A former FSA senior associate has warned wealth management firms and advisers that suitability of advice will remain a key regulatory focus under both the FSA and the Financial Conduct Authority.
In June, the FSA sent wealth management firms a Dear CEO letter after it found 80 per cent of files it reviewed presented a high risk of unsuitable advice. It found that out of 16 wealth management firms reviewed, 14 were judged to pose a high or medium risk of consumer detriment.
The letter followed on from FSA guidance on suitability and risk-profiling earlier this year.
Former FSA senior associate in the conduct risk division Richard Scrivener joined regulatory consultants Bovill this month.
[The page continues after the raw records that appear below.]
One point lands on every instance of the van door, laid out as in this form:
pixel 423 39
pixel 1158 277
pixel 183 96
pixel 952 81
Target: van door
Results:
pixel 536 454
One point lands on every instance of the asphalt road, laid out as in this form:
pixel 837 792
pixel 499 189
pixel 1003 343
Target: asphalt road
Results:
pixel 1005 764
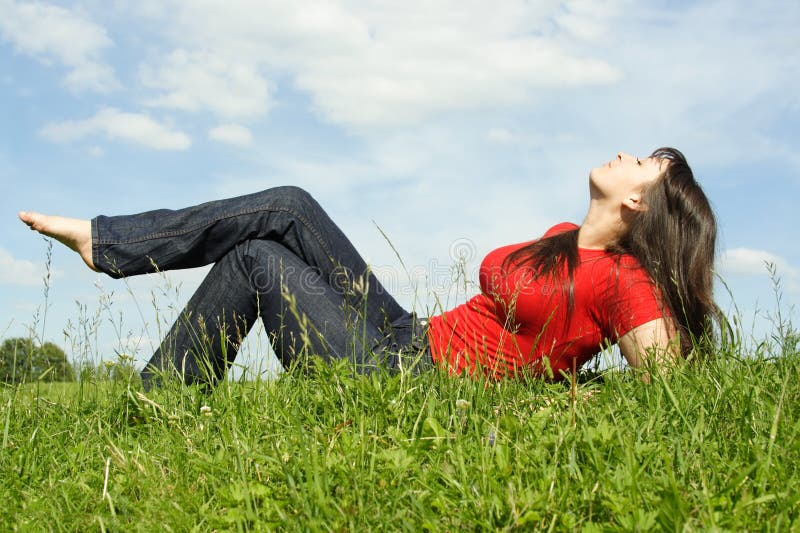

Speaking at a Bovill presentation on suitability last week, Scrivener, who wrote the FSA’s Dear CEO letter and was involved in the regulator’s suitability work, admitted the sample size on which the letter was based was small.
He said: “Normally, the FSA would not publish a Dear CEO letter on the back of such a small sample but because of the findings it was decided that there was a problem here, so we wanted to try and put a stop to it and give firms an opportunity to sort things out.”
Firms that received the letter from the FSA were due to respond by August 9.
Scrivener says: “Even if firms did not get the letter directly, they should be considering the issue of suitability because it is not going away. There will be follow-up work.”
An FSA spokeswoman says: “Suitability is already a key focus at the regulator, which is demonstrated by the reviews we have carried out and the enforcement cases we have brought based on unsuitable advice.”